[This is a brief overview of the content at this conference; I'll add and edit soon.]
Personal overview: I enjoyed this conference immensely because of the people involved – a BIG shout out to Lukas, Martin, Adrian, Felix, Roxana, two Patricks, Nicolas, Richard, Simeon, Magnus — SO many Dutch/Belgian people and others who make attending these events valuable even before the content.
Regarding the content, what it tells me is that linked data is a technology that is maturing, but it has quite a way to go before it we can say this stuff is ready to roll out in libraries. There are a lot of projects that seem to be doing the same things independently of one another; this situation is in one sense a horrible waste of money and in another a good thing because I suspect that there are different insights in each of these implementations. At some point someone should aggregate these and make a killer product.
From our NTNU perspective, there is a lot to be said for our approach of abandoning all formats except linked data; ETL seems to be a key concept in many projects.
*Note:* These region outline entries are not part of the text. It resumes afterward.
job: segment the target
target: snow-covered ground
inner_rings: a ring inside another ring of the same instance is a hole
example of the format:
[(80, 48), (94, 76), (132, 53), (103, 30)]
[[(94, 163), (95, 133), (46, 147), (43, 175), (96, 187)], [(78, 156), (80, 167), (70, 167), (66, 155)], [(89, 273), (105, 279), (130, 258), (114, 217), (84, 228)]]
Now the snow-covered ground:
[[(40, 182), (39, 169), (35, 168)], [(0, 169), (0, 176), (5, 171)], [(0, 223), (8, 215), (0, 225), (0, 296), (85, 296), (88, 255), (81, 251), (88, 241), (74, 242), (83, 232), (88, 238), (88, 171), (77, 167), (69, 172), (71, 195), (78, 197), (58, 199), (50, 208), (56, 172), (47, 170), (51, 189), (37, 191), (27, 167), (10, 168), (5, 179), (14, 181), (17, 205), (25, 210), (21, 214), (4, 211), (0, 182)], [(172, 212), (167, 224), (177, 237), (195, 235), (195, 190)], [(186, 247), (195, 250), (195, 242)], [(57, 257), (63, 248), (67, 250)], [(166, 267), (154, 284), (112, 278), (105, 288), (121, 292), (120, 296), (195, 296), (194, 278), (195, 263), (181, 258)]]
This is an immense waste of resources and isn’t moving us on. Some might argue that it’s pragmatism, but this isn’t so — our approach and similarly Libris who we largely copied off shows that abandoning traditional workflows is a pragmatic decision. Keep that stuff out of your systems!
In order for linked data to become a real thing in libraries, there needs to be out of the box software that just works. What’s happening in the communities presenting at SWIB13 can be seen as a race towards this end, where we’re all competing to be the first to deliver. As I said above, this is harmful and positive; I suspect that radical pragmatism will create this product, but I doubt that it will be the “winner” that produces the product that becomes adopted.
A final note: a problem with the format of presentations like many of those seen at SWIB13 is projects! There are too many project descriptions going on. It would be better to have a short (2 minutes each) run down of those running projects so that we could know who to approach, while long presentations should refer to a few key ideas gleaned from this kind of work. Several managed this, a many didn’t.
Salo spoke about how hard it is to teach linked data to librarians because linked data is defined in terms that are outside the experience of librarians — it takes comparatively little time to teach HTML, XML, but RDF seems to be very hard to explain. The lack of tools, reliable library data resources, etc. means that linked data take-up is slow.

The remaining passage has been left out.